You have given a rather cogent reason for this decision but given the reactions that have trailed it, would you consider taking a second look at it?
We have already taken second, third and fourth looks at this situation. We have studied what previous governments have tried to do and there is no going back. I have absolutely no doubt in my mind that we are not going to reverse our decision; these teachers are gone, we are going to employ new teachers. The process of testing and interviewing the 25,000 teachers we are hiring to replace the 21,780 that we have fired is on and we are going to go ahead with it. As I said, it is the children of poor and ordinary people of Kaduna State that go to public schools. We are committed to ensuring that they get decent public education as I got it when I was growing up in Daudawa in Katsina State. I went to a public school and I got decent education. I was orphaned at the age of eight but I got free, basic education and that is why I am where I am. I intend, at whatever price, at whatever cost to bequeath that to children of ordinary people in Kaduna State. There is no going back.
What about the option of retraining? Some people have suggested that rather than an outright sack. What is your position on that?

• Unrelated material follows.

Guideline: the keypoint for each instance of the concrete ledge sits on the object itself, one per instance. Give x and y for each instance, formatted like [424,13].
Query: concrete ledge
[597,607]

Those that are suggesting retraining have not read our various statement on this issue. This administration of the APC in Kaduna State has already spent N650m on in the last two-and-a-half years since we took office. We have trained teachers, we have brought funds from the global partnership for education to train teachers. But you cannot train an illiterate to be a teacher. If a person is a mere illiterate, you cannot train him to be a teacher. You can only train someone who has the basic skills to be better. The situation we have in which people cannot answer questions that primary four people can answer, it means that they are incapable of being trained. Those that are talking about training do not get it. These ones that are going (sacked) are untrainable. They can do something else with their lives, and we will do everything to give them the opportunity to do so but not teaching. As I said, we are not going to compromise on the quality of the teacher, we intend to attract the best and brightest people to the teaching profession, we intend to pay teachers higher than normal civil service salaries because we believe in education, we believe it is the ladder that will provide social mobility as it has done in my life and that of the Deputy Governor and many of us in the Kaduna State government have enjoyed the benefit of decent public education. We will not compromise on that. We will not be blackmailed; we will not be intimidated. No amount of strikes or protest will make us change our position on this matter.

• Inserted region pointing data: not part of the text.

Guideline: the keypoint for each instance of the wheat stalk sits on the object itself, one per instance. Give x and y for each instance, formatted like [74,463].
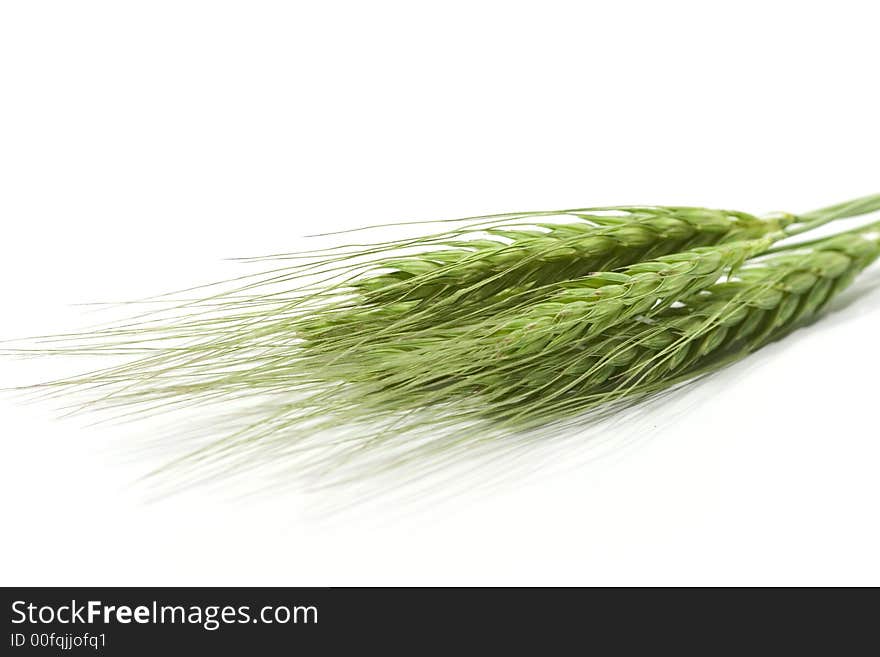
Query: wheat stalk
[537,329]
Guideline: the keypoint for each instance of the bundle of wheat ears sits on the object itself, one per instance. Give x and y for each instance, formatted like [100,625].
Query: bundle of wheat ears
[499,325]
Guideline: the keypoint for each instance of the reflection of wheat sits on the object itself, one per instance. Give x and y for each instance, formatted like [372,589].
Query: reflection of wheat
[473,335]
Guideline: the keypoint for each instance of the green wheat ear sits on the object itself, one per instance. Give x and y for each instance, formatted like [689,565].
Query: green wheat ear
[510,323]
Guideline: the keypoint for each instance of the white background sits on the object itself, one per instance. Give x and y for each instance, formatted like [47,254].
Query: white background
[142,143]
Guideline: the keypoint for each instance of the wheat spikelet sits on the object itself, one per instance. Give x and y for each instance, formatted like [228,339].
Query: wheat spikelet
[424,347]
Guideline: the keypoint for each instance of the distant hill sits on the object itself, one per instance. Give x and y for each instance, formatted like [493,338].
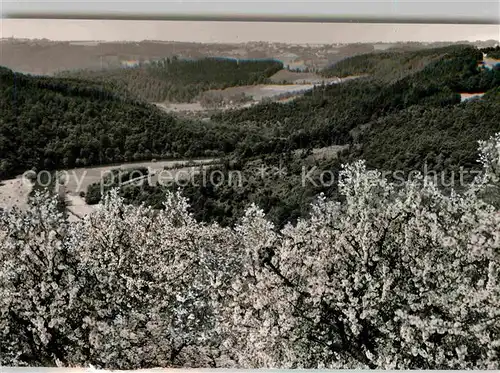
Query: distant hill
[181,80]
[52,123]
[47,57]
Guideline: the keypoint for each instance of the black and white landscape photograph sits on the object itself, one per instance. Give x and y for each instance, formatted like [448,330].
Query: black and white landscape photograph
[245,195]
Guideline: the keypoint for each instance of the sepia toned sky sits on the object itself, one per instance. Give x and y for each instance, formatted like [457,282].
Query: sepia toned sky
[235,32]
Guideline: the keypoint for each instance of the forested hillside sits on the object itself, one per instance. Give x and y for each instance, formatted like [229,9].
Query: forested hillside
[179,80]
[405,121]
[54,123]
[415,121]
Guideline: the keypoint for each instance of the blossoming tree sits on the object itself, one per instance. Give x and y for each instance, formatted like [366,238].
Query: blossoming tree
[392,277]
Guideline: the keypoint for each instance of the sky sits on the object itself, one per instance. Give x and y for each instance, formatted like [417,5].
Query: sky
[240,32]
[234,32]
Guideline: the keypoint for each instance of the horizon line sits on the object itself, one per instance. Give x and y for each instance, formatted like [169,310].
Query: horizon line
[253,18]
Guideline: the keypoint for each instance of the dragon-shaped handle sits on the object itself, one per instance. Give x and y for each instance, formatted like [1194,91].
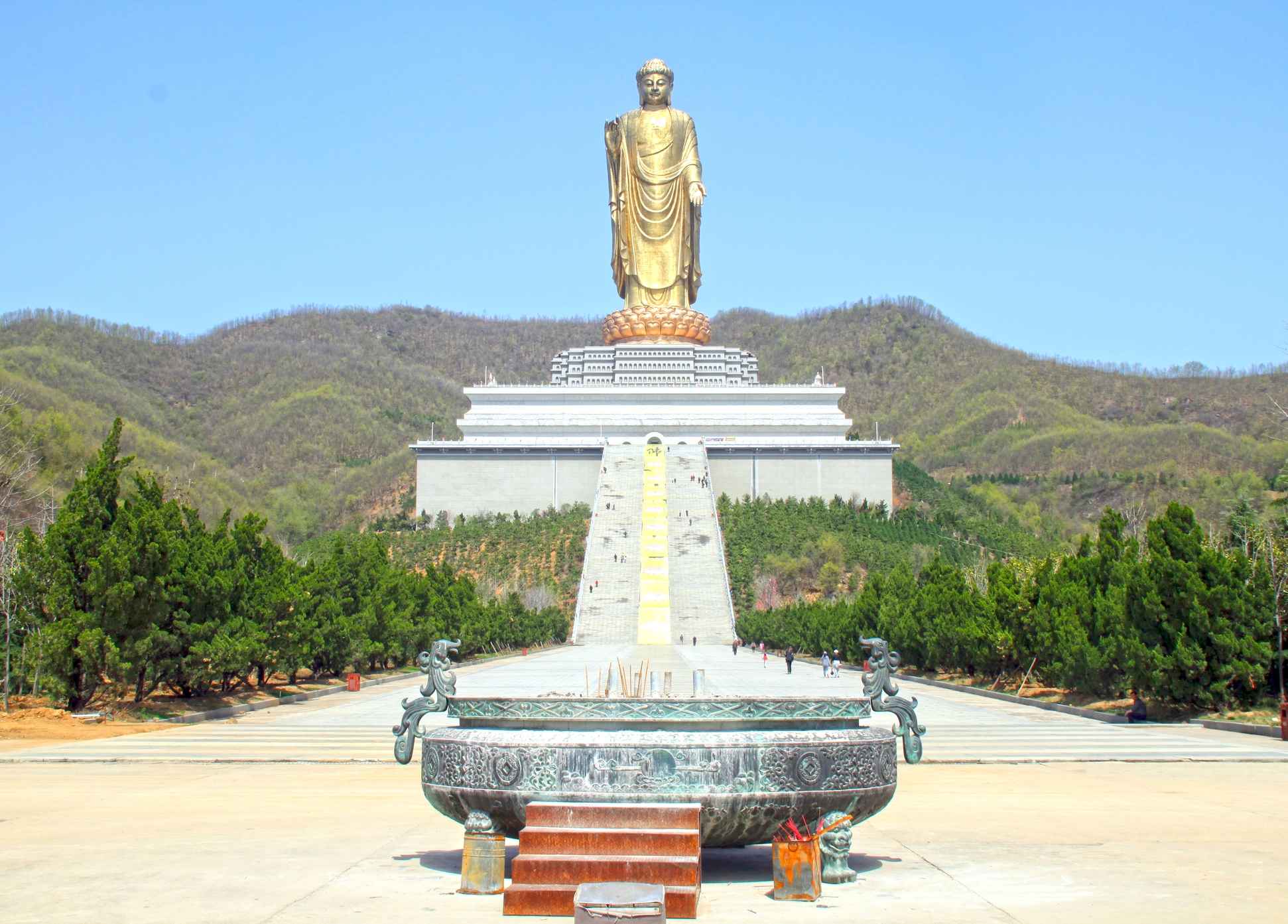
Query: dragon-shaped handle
[880,683]
[440,685]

You mentioned that the government did train some teachers. Are they among the once that failed the competency test?
We are synthesizing the results of those that failed but it looks like a large percentage of the teachers we trained; some that were hired even with NCE certificates, some even with degree certificates in education failed the test which is a big shock to me because we posted these test (results) online for everyone to see the questions that those so-called teachers were failing; just to make the point that these people are beyond redemption. We cannot train them to be teachers. We can train them to do something else – absolutely, but not teaching. They are not qualified to teach.
At the moment, there is a disruption to the school system, what option would be considered to resolve this crisis?
We will do whatever it takes, and I say this with all sense of responsibility. We will adjust the school calendar to ensure that our children get the full term of school. We will do whatever it takes to ensure that we restore the quality of public education. As I said, we advertised for these positions (and) we got over 43,000 applications, we have given them NCE equivalent exams, they have been graded – I do not have the report of how many have passed, and the next thing is to interview them and then we check their certificates before we bring them into the classrooms but they will be ready to teach because they have bachelors of education or NCE and we will replace all these vacancies with them. Now, there is a claim that the NUT is on strike. We are monitoring that situation. Again, all those that have joined the strike or have absconded from the classrooms will be disciplined under the public service rules and we will replace them. We have enough pool of qualified teachers from all over Nigeria to replace those that are not qualified or unwilling to give our children quality education. We will not compromise on that.